Some western friends spend much time at the telescope (it's mounted on a stand), examining the lifestyle of a group of about …

Some western friends spend much time at the telescope (it's mounted on a stand), examining the lifestyle of a group of about twenty seals (common or harbour seals, they say, not grey seals), which inhabit the bay. As low tide drains the bay, the seals haul themselves onto weedy rocks and there bask. From a distance, they appear to be dozing, but close viewing reveals a constant waving of flippers, whiskers etc. Varieties in size, shape and colour are to be seen; some smaller seals (cubs) with white fur, others spotted. An occasional one disports itself in the water, leaping around with much noise (juvenile?).
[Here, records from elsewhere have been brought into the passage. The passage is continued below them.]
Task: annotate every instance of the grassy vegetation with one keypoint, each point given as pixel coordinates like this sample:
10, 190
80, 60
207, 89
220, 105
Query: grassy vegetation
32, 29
In any event not entirely creatures of habit. Why, for instance, will the group desert one rock for days, only to return en masse later? And what do they eat? Not salmon or white trout, for it is too early in the year for them, if they ever come. More information, please. Apart from the usual group (family, school?) of seals, a pair of others nuzzle each other while playing along the shore - no sign of cubs.

Herons in abundance peering between the rocks. Cormorants and mergansers dive for fish (up to 30 seconds of submersion by our correspondent's chronometer). A pair of oyster-catchers spend 30 minutes on a rock covered with mussels, meticulously stabbing the clumps for a bit of tasty meat. Grey crows seek the same food. Black-backed gulls sail overhead for whatever can be scavanged. And on the shore, three figures laboriously work the rocks for periwinkles, stored in hemp sacks and to be sent on to the continental market. A man in the know suggests they receive £60 a hundredweight; £40 when the supply is plentiful. All of this in snow, hail, rain.